CCB-SB / plsdb

PLSDB pipeline to collect bacterial plasmids from NCBI
https://ccb-microbe.cs.uni-saarland.de/plsdb/
35 stars 4 forks source link

duplicate records #5

Closed haruosuz closed 3 years ago

haruosuz commented 3 years ago

In PLSDB (version 2020_06_29), of the 23227 records, there were 44 duplicate plasmids (i.e., one from INSDC and one from RefSeq; e.g., CP026582.3 and NZ_CP026582.2). I was wondering whether there is any reason to retain both of the duplicate plasmids?

Rtable.plsdb.txt

VGalata commented 3 years ago

Dear @haruosuz,

Thank you for reporting this! Apparently, these sequences slipped through our filtering steps. We will investigate this issue and update the code to avoid such cases in the future.

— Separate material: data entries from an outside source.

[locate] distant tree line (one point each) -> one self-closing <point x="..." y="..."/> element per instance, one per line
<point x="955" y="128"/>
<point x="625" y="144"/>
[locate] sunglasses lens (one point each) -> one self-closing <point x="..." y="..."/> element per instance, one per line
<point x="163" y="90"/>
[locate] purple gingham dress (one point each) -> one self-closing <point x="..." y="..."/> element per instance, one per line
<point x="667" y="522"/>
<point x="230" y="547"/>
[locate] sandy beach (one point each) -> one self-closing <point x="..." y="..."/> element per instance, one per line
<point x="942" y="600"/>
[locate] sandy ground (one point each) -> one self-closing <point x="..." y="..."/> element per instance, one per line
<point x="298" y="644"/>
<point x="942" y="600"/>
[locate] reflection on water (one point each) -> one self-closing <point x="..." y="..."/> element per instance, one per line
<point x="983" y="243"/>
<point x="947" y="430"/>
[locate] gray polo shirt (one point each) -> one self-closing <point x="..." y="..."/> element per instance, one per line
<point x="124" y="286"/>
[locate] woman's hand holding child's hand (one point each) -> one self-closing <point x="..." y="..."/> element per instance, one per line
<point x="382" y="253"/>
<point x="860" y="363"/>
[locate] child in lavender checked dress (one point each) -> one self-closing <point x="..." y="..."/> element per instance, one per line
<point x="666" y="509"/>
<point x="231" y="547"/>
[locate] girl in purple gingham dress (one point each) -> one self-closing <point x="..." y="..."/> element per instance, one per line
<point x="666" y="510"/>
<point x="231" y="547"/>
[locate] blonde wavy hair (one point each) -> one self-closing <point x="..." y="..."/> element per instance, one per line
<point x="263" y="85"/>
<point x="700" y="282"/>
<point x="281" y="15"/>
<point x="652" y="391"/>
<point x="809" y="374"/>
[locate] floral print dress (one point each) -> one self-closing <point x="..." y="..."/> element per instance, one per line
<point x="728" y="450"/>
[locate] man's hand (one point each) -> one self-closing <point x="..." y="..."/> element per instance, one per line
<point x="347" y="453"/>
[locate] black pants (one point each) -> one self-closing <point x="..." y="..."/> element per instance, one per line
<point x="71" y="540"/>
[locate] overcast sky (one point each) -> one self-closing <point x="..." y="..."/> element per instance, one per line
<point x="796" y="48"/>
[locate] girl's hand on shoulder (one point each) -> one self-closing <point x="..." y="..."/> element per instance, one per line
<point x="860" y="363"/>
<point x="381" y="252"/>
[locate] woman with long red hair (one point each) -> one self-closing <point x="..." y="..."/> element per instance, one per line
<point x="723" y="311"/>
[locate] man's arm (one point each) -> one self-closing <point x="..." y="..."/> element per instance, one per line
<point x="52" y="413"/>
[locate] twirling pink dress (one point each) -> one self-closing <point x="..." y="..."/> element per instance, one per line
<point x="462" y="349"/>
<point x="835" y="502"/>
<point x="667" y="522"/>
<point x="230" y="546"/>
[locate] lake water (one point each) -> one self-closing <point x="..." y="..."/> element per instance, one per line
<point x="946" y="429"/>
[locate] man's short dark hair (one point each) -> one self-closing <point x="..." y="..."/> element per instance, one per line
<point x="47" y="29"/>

Xethic commented 3 years ago

Hi @haruosuz, we are currently testing and reviewing the new release before rolling out the updated database. In the upcoming release (still to be published in 2020), we fixed the duplicated entries.

Thanks again for reporting the issue!

Xethic commented 3 years ago

Hey @haruosuz ! Happy to announce that we've rolled out the latest update of PLSDB! This release should also resolve the duplicated entries. We would be happy to receive your feedback. Thanks!